What a Stable, Solid Internal World Looks Like:

A happy, optimistic infant has established a basic trust in the availability of mom and caregivers to be there relatively quickly, and absolutely consistently, when the infant is in distress. He has internalized a sense that he is loved and lovable. His own destructive urges are never mobilized for extended periods of frustration and distress, which is a key point. The result is the establishment of a very stable, good, loving version of a paired internal relationship between a good baby part of self and a good loving version of mother (i.e. Klein’s part-object “good breast”).

As reality testing increases during the first year of life this good internal relationship will take on more characteristics of good qualities and will enhance a core feeling of being a happy, good person.

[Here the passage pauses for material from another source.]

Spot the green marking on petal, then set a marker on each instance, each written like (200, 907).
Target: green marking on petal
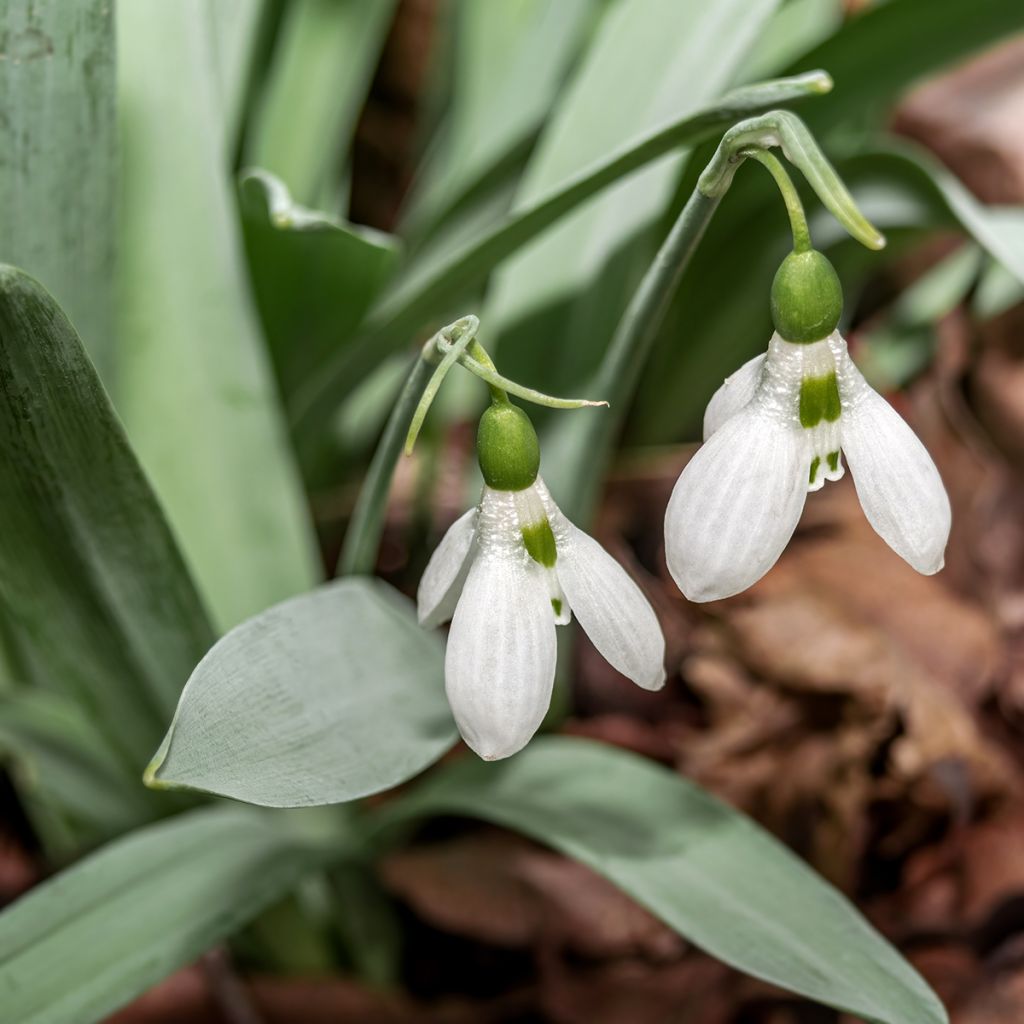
(541, 543)
(819, 400)
(834, 408)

While bad versions of a relationship have also been created in the unconscious inner world, they are not so overpowering and influential that they meaningfully undermine the good relationships.

Later in life, when something really distressing or stressful occurs, it will be this core of goodness that allows for survival without resorting to more massive, problematic defensive maneuvers. It is precisely this point that is at the root of why some adolescent soldiers break down or never recover from the horrific experience of war time, and others manage to cope with the horrible stresses and come out on the other side and to continue to function well in society, even though scarred.

Summary:

In infancy, it is essential that the balance of good versus bad experiences be significantly tipped toward the good so that the developing psyche can install a core of positive, stable, loving feelings between a good baby self and a good loving mom. The regulation of mental pain by the mother allows the infant to trust in the safety of expecting a good mother to always be available without being tasked to cope more violently with excessively intense mental pain.

This allows for the creation of permanent, paired, good relationships that will be the bulwark of emotional stability and optimism throughout the infant’s life span. The failure to create a core of good paired relationships will force the infant to cope with life more through the reliance on omnipotent, magical maneuvers and present a greater set of problems as life progresses.